Governor of a primary school

Our primary school, like 25% of all primary schools in rural areas, is a Church of England school. This is a matter of historical interest, but the school's links with the church have no relevance to the education of the local children. However, the church enjoys the power that its ownership conveys. The committee of governors must have a majority of church-elected members and they decide who to employ and who to sack and what to spend the money on and which children will be allowed to attend the school and how many of them etc etc etc.
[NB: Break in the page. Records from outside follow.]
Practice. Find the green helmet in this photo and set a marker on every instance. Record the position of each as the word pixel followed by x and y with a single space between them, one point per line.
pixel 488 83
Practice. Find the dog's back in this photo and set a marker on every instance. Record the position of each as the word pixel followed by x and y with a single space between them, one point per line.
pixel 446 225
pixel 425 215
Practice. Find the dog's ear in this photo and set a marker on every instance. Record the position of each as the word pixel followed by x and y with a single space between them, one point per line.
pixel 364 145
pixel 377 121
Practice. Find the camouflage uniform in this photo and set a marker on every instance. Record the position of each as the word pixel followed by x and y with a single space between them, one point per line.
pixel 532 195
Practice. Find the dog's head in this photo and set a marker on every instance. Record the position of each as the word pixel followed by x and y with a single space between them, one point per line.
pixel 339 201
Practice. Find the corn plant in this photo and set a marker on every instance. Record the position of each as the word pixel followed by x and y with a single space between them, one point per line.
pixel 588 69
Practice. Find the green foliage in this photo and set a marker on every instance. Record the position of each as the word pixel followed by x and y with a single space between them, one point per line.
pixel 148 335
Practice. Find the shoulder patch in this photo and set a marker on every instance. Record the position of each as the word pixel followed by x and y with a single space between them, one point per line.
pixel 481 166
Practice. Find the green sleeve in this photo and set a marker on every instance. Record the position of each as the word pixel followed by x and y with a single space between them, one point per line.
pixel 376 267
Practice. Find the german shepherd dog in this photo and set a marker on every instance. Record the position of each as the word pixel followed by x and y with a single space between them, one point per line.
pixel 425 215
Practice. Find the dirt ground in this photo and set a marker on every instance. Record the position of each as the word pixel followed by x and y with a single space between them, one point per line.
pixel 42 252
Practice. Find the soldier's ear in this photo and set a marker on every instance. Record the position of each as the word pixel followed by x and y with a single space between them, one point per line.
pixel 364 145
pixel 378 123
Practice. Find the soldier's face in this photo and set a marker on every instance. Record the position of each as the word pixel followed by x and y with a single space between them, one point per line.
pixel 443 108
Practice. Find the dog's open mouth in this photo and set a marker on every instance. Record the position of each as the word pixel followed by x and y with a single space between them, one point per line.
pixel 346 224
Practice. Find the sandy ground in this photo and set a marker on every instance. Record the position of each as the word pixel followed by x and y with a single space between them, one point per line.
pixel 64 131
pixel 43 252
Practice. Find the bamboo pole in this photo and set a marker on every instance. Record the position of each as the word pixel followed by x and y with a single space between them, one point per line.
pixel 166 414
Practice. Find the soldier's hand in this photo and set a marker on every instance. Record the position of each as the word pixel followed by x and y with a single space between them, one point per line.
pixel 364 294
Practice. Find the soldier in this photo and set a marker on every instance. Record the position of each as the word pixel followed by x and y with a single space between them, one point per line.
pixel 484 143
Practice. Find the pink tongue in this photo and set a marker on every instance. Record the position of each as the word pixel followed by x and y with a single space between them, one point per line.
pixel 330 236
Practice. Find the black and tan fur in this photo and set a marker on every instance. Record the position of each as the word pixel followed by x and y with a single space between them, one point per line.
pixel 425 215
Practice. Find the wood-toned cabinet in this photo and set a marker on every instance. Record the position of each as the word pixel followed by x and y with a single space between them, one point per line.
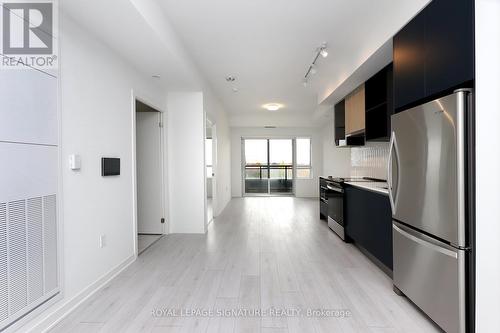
pixel 355 111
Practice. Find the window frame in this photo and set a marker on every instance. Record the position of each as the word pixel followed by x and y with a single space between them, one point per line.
pixel 211 158
pixel 303 167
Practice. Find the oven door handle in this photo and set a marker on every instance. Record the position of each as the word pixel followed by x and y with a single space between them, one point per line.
pixel 335 189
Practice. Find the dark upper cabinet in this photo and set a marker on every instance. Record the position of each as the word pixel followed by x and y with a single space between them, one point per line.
pixel 409 74
pixel 368 222
pixel 339 115
pixel 379 105
pixel 449 44
pixel 434 53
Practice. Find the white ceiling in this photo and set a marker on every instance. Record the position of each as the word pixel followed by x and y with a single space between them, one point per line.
pixel 268 45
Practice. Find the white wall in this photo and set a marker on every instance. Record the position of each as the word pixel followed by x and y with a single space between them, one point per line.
pixel 186 163
pixel 303 187
pixel 336 161
pixel 96 121
pixel 487 163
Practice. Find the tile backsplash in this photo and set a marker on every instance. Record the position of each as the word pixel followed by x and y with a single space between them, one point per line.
pixel 370 160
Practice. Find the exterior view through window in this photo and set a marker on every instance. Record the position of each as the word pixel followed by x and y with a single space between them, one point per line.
pixel 269 164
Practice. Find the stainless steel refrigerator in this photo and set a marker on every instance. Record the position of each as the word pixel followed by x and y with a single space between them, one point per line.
pixel 427 175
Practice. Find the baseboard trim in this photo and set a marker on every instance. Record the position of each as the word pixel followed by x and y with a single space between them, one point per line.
pixel 63 310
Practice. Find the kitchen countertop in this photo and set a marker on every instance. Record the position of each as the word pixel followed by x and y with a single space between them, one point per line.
pixel 377 187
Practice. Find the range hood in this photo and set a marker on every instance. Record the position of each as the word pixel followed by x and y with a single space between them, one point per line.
pixel 353 140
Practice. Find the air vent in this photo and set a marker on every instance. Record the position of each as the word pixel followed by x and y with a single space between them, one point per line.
pixel 4 290
pixel 28 256
pixel 50 242
pixel 18 282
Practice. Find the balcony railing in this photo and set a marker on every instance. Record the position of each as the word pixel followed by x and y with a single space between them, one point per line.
pixel 274 178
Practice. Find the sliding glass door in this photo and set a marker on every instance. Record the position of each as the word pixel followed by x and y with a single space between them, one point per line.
pixel 268 166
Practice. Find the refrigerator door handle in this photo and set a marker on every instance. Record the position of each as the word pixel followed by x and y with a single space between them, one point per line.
pixel 426 241
pixel 389 172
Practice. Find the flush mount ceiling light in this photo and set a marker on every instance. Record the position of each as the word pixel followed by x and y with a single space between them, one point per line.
pixel 272 106
pixel 312 69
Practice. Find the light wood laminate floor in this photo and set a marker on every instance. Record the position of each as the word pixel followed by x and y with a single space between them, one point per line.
pixel 259 253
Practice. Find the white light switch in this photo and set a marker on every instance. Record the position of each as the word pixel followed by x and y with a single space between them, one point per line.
pixel 75 162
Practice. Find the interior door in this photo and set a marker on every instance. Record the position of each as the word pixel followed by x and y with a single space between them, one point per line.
pixel 256 166
pixel 440 290
pixel 281 166
pixel 149 174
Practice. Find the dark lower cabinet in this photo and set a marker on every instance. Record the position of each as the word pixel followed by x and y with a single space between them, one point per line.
pixel 434 53
pixel 369 222
pixel 409 62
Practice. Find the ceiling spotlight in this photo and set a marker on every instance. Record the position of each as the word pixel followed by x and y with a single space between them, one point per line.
pixel 272 106
pixel 313 70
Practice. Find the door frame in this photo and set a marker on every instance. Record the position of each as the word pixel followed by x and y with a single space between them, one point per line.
pixel 294 166
pixel 166 225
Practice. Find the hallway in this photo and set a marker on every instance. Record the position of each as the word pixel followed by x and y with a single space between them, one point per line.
pixel 260 253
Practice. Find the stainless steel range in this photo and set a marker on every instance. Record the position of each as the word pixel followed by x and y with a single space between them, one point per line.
pixel 335 195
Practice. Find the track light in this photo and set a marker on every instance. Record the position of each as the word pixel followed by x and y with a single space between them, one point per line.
pixel 321 50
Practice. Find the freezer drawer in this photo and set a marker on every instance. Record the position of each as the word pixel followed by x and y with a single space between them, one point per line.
pixel 426 169
pixel 432 275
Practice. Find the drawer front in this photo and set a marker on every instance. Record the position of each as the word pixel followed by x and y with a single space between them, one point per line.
pixel 432 275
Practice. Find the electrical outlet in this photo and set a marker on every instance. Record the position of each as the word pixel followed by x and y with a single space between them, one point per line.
pixel 102 241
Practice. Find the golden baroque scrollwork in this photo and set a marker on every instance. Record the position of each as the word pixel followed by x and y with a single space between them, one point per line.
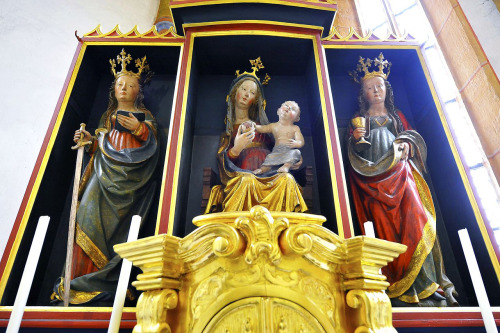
pixel 260 272
pixel 261 232
pixel 375 310
pixel 152 308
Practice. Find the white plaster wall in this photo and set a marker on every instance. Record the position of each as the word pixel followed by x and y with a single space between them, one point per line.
pixel 37 45
pixel 484 17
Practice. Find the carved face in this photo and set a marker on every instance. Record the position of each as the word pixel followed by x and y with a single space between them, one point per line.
pixel 374 90
pixel 126 88
pixel 246 93
pixel 288 111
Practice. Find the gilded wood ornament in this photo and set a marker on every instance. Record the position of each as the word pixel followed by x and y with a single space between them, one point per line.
pixel 353 36
pixel 261 271
pixel 134 33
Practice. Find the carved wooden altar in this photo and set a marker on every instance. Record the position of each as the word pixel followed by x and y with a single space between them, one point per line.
pixel 261 272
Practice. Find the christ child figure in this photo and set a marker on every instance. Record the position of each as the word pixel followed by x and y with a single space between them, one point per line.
pixel 288 139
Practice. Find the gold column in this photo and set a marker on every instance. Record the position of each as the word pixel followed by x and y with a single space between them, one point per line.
pixel 478 85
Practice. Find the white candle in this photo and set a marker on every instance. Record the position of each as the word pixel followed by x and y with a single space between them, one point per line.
pixel 477 282
pixel 121 289
pixel 29 273
pixel 369 230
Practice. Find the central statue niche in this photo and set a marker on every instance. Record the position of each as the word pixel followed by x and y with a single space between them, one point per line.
pixel 212 118
pixel 245 146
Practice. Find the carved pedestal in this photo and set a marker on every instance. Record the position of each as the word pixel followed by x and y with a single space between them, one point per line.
pixel 261 272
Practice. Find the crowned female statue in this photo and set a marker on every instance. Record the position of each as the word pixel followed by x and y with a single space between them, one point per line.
pixel 387 161
pixel 116 184
pixel 242 151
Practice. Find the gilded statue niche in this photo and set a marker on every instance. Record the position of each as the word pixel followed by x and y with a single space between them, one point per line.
pixel 261 272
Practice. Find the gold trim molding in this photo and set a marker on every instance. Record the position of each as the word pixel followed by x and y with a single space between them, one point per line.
pixel 134 33
pixel 262 271
pixel 354 36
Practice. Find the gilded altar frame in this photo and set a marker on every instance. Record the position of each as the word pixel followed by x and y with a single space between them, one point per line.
pixel 324 49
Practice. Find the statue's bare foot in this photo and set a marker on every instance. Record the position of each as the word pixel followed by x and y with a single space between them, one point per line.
pixel 284 168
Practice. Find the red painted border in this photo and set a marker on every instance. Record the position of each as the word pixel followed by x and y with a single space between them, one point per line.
pixel 101 319
pixel 69 319
pixel 36 168
pixel 441 319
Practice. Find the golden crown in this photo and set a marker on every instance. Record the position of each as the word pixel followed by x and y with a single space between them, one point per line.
pixel 256 65
pixel 364 67
pixel 124 59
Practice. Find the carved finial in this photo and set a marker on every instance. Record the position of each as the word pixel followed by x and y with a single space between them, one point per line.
pixel 256 65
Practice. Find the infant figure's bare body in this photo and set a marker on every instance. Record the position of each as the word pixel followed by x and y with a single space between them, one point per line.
pixel 287 136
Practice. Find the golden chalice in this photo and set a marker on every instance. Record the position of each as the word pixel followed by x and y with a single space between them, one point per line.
pixel 362 144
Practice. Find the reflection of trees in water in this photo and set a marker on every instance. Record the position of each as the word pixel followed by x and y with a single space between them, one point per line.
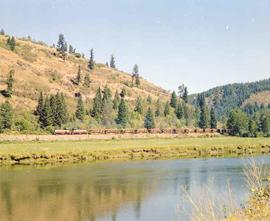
pixel 84 197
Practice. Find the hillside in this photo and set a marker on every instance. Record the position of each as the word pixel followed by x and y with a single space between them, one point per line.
pixel 38 68
pixel 228 97
pixel 259 98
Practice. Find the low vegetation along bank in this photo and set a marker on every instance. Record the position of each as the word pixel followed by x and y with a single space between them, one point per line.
pixel 129 149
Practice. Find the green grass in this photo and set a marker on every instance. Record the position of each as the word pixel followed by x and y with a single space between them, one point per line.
pixel 121 144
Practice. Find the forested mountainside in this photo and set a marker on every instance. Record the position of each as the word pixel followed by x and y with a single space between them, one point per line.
pixel 44 87
pixel 238 95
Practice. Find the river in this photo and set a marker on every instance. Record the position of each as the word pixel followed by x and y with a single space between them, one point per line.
pixel 124 191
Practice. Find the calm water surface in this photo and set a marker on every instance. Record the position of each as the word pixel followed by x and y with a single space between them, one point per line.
pixel 125 191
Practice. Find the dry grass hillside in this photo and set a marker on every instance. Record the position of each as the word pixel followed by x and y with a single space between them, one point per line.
pixel 38 68
pixel 259 98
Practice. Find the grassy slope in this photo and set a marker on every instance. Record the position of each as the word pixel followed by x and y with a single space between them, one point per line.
pixel 98 145
pixel 131 149
pixel 260 98
pixel 38 69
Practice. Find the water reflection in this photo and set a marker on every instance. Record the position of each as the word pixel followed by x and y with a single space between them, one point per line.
pixel 143 190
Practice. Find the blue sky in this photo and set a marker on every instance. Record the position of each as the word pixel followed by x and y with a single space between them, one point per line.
pixel 201 43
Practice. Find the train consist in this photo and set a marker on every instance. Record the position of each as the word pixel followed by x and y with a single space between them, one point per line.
pixel 137 131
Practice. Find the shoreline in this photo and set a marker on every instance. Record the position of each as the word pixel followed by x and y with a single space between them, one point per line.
pixel 75 151
pixel 49 137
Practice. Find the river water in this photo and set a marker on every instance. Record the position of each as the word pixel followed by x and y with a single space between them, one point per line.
pixel 124 191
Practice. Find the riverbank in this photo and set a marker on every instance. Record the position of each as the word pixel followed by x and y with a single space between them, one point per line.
pixel 49 137
pixel 32 152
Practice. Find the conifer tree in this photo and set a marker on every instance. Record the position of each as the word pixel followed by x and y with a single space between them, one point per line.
pixel 122 117
pixel 149 100
pixel 97 105
pixel 87 80
pixel 12 43
pixel 91 64
pixel 137 80
pixel 179 111
pixel 265 122
pixel 116 100
pixel 213 120
pixel 61 109
pixel 107 118
pixel 61 44
pixel 71 50
pixel 158 108
pixel 6 116
pixel 183 93
pixel 2 32
pixel 107 94
pixel 173 102
pixel 112 62
pixel 123 93
pixel 167 109
pixel 135 75
pixel 47 116
pixel 252 127
pixel 78 76
pixel 40 106
pixel 9 82
pixel 53 106
pixel 203 112
pixel 80 109
pixel 139 106
pixel 149 121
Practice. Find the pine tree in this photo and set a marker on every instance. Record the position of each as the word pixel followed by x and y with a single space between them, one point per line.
pixel 112 62
pixel 97 105
pixel 40 106
pixel 213 120
pixel 137 80
pixel 9 82
pixel 167 109
pixel 107 118
pixel 71 50
pixel 122 117
pixel 61 44
pixel 149 121
pixel 12 43
pixel 183 93
pixel 135 75
pixel 173 102
pixel 80 109
pixel 8 41
pixel 91 64
pixel 179 111
pixel 139 106
pixel 62 108
pixel 116 100
pixel 53 106
pixel 253 128
pixel 78 76
pixel 47 116
pixel 107 94
pixel 149 100
pixel 203 112
pixel 158 108
pixel 123 93
pixel 87 80
pixel 6 116
pixel 265 122
pixel 2 32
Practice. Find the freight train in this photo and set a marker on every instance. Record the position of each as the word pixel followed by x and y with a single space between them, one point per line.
pixel 138 131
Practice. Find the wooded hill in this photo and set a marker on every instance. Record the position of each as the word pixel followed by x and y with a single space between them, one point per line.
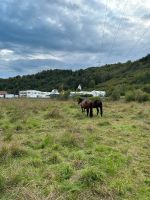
pixel 124 76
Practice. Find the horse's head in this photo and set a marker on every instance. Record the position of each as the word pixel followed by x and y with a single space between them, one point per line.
pixel 80 100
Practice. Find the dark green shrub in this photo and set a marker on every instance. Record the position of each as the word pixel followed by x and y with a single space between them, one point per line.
pixel 130 96
pixel 137 95
pixel 141 96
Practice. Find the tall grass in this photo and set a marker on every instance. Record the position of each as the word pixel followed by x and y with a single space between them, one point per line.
pixel 50 150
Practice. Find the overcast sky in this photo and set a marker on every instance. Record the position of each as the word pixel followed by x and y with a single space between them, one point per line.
pixel 71 34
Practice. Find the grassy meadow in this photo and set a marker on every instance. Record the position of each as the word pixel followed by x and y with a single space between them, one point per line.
pixel 50 150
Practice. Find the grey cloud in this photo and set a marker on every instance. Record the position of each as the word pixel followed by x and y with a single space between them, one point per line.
pixel 77 28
The committee of governors is therefore mainly made up of people chosen by the vicar. The remainder of the committee is made up of: two or three parent governors, two staff governors, the headteacher and a representative from the parish council. So if you are non-church going Joe Bloggs, or even, say, devout Catholic Joe Bloggs, and you have no children at the school or there is no current vacancy for a parent governor, then you will not be able to be a governor of the school.

The school is for all children, not just the children of the local C of E congregation. I am sure the historical reasons for the church's coming to own all the land that these rural schools are built on are dubious and questionable, and in this day and age entirely irrelevant.

At our governors' meetings we begin and end with a prayer; the paper agenda is prefaced with a plea to God; and the conversation is peppered with virtuous and devout comments. Yet there is not one person there, aside from myself, who has children at the local state secondary school. Their children are all at the grammar school or at fee-paying schools, even the vicar's children - would you believe it? Where is their sense of social responsibility? They are like the damned Labour party. I wonder what motivates them - or am I being naive?